I like WordPress because it has a hosted option along with a self-hosted option and because it’s open source with a massive number of contributors. There are plugins that let you virtually do anything with your site or make anything easier. I guess you can tell I like WordPress. I also recommend that you self-host which can help with SEO in general.
Offsite optimization can also be learned but it involves an ongoing level of activity that now involves social media integration, creating backlinks from reputable sites and overall net activity targeting the correct keywords for your business and website.
How long in this process?
Let me put it this way: Longer than you want it to be, but not as long if you do it right.
Getting your new website to show up in search will depend on the keywords you use when searching but it can take months or even years to get any meaningful traffic from search engines depending on how competitive your business niche is. That’s too long… I know.

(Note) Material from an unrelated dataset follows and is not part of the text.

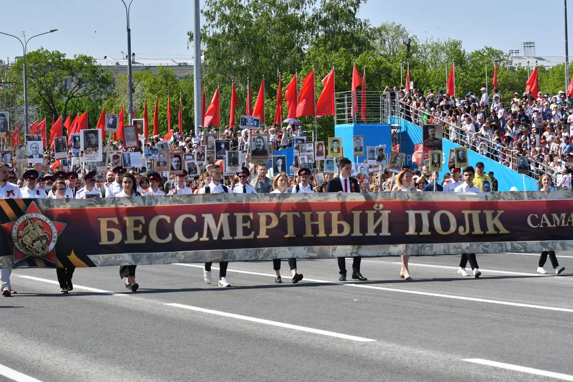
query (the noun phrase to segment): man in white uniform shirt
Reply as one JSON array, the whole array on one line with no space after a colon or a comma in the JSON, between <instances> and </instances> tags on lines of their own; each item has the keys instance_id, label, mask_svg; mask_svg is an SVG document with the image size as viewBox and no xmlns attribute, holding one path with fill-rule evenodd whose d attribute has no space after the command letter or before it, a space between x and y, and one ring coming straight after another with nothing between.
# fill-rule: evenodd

Getting search engine and traffic results faster:
The fastest way to show up in the search engines when you have a new website is to NOT focus on getting your actual site ranked. The focus should be to rank content instead.
By ranking content, I mean you should submit content to sites that search engines already rank highly and already have a mass amount of traffic. If you can’t bring the eyes of the world to your site, bring your site to the eyes of the world.
Articles, videos, podcasts and press releases are great ways to get content on the web that point people back to your website. Submitting articles to article directories has long been a powerful strategy and has the added benefit of building backlinks to your site as well. Submitting video to various video sharing sites such as YouTube, Google Video, Yahoo Video and others is one of the more powerful and speedy ways to get content to rank and traffic to your site.
By focusing on ranking content vs. ranking your website, you will get traffic to your site more quickly and start creating some buzz about your business online. The ongoing task of ranking your website should continue at the same time that you are constantly adding fresh and relevant content that points readers, listeners and viewers back to your website and assists in backlink creation for site SEO.